Some of the decline of the New Deal art projects amounted to self-inflicted harm. The Communist Party, of course, really was influential in the Artists Union—a mixed blessing, bringing an imperfect but ahead-of-its-time commitment to fighting racism, on the one hand, along with an unthinking adherence to the USSR’s foreign policy on the other. When Stalin signed a nonaggression pact with Hitler in ‘39, that split the Artists Union. Disillusionment and a wave of defections followed. Recriminations about “Communazis” persisted through the art magazines of the ‘40s (even as the Communist Party itself swung into line behind Roosevelt in the period of the alliance with Stalin, even arguing against strikes in war industries).

But by then, the hour was late anyway. The radical part of the New Deal was over. FDR was not particularly inclined to fight for unpopular arts relief. When workers went on strike to fight cuts to government arts programs in ‘38, he explicitly argued, “Participation in these activities by such employees will be considered insubordination and grounds for dismissal.” He was more preoccupied with mollifying big business to meet the demands of rearmament for the impending World War.

In ’39, Congress voted to take the dog out to shoot it, terminating the US’s already weakened experiment with large-scale support for artists.

 

The Relevance Today

WPA mural from the Clarkson S. Fisher Federal Building and U.S. Courthouse, Trenton, New Jersey, ca. 1935. (Photo by VCG Wilson/Corbis via Getty Images)

Certainly, we have nothing like the level of sheer organized and rebellious energy in society that existed in the New Deal period.

On the other hand, the arts were a much smaller economic concern at the time. MoMA, the Whitney, and Mellon’s bequest that formed National Gallery of Art were all phenomena of the 1930s. The modern “art world” then was only just coalescing.

As the recent letter from Democratic mayors attests, the cultural industries today are a much bigger share of the economy. One of the effects of the neoliberal economic policies that define our immediate history is that they have downplayed manufacturing in favor of tourism, entertainment, and services. So there is a much larger raw capitalist case for an arts industry bailout.

But when it comes to the threat of right-wing forces using arts support as the tip of the spear for of a larger demonization of all forms of economic support—that threat, if anything, is much more likely, given the cynicism and extremist drift of contemporary politics and the general climate of atomization. The first COVID bailout last year saw Nikki Halley score fake-populist points by demonizing the rescue package for having crumbs for the arts in it. Trump ended last year pairing a demand for $2,000 checks with a demand to zero out the Smithsonian and the National Gallery.

I don’t want to minimize the relevance of the New Deal art projects for today as an inspiration. It’s important history, with plenty to inspire in it. And we are in an emergency whose only analogy may well be the Great Depression.

But I would say that the relevant lesson of the era is that such programs are not just a good idea laying around to be dusted off or a nice thing you ask for. The history is important: the New Deal art projects were born in struggle and they inspired implacable hostility that had far-reaching effects. To take their historical example seriously as a model for the present is to understand that it is a dangerous demand—in both ways you can mean that.
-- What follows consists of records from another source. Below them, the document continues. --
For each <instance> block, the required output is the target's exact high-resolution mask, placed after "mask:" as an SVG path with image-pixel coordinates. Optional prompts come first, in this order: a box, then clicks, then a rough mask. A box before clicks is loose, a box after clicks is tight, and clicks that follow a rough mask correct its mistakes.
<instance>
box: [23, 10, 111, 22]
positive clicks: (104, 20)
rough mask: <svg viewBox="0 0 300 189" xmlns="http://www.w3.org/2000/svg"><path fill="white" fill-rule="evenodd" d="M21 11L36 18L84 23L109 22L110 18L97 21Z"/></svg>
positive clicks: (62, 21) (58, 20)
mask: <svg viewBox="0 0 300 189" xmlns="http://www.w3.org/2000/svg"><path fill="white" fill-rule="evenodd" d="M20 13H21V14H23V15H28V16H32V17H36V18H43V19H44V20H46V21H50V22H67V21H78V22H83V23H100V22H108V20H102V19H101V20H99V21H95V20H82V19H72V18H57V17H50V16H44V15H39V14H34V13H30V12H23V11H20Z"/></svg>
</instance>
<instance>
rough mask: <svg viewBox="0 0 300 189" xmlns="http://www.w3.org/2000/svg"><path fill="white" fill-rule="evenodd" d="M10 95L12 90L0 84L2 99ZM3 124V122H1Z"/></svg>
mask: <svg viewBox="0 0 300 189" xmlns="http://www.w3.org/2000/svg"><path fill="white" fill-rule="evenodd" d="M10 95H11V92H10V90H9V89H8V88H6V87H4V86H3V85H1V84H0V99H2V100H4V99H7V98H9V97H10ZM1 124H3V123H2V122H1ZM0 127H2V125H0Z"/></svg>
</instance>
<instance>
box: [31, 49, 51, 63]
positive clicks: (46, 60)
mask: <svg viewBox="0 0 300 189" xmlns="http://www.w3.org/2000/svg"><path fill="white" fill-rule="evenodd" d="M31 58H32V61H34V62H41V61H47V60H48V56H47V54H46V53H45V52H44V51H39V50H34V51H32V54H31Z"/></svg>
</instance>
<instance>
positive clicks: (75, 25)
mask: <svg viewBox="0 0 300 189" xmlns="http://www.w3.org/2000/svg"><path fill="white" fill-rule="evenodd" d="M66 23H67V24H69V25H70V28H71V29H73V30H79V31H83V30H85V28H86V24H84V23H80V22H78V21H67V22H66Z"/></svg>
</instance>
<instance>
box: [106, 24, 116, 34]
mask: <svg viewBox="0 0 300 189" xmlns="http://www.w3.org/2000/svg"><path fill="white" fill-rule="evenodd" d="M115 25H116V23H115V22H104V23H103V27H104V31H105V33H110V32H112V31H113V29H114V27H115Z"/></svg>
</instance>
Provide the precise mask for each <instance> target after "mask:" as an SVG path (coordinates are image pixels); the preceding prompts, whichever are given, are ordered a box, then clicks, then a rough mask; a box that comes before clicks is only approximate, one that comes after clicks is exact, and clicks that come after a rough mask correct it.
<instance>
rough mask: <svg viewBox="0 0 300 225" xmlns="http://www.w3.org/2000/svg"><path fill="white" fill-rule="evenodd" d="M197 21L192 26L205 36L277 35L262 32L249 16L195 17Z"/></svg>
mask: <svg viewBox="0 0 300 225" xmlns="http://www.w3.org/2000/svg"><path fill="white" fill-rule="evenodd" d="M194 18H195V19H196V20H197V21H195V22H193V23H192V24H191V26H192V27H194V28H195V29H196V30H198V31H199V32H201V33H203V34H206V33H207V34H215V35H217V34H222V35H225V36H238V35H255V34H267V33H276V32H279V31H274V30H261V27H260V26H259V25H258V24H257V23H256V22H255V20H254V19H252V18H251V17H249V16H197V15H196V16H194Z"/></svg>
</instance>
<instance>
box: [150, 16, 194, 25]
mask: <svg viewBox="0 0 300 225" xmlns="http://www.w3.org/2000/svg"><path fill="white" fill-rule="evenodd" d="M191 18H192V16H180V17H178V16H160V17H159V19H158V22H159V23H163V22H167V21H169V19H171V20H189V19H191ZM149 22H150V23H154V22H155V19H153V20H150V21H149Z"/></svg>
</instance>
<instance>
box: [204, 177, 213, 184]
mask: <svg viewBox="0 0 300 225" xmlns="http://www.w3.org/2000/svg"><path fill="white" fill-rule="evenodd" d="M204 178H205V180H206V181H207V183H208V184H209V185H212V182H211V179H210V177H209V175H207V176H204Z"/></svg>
It is dangerous in a good way because the idea of federal art support threatens the settled ways we think about how art works—which is a good thing, since even before the present crisis the art system was broken and in need of a new deal of some kind. But it is dangerous in a bad way in that it makes art a political target. And without organization and the solidarity of much broader social movements, art is a very, very easy target to hit.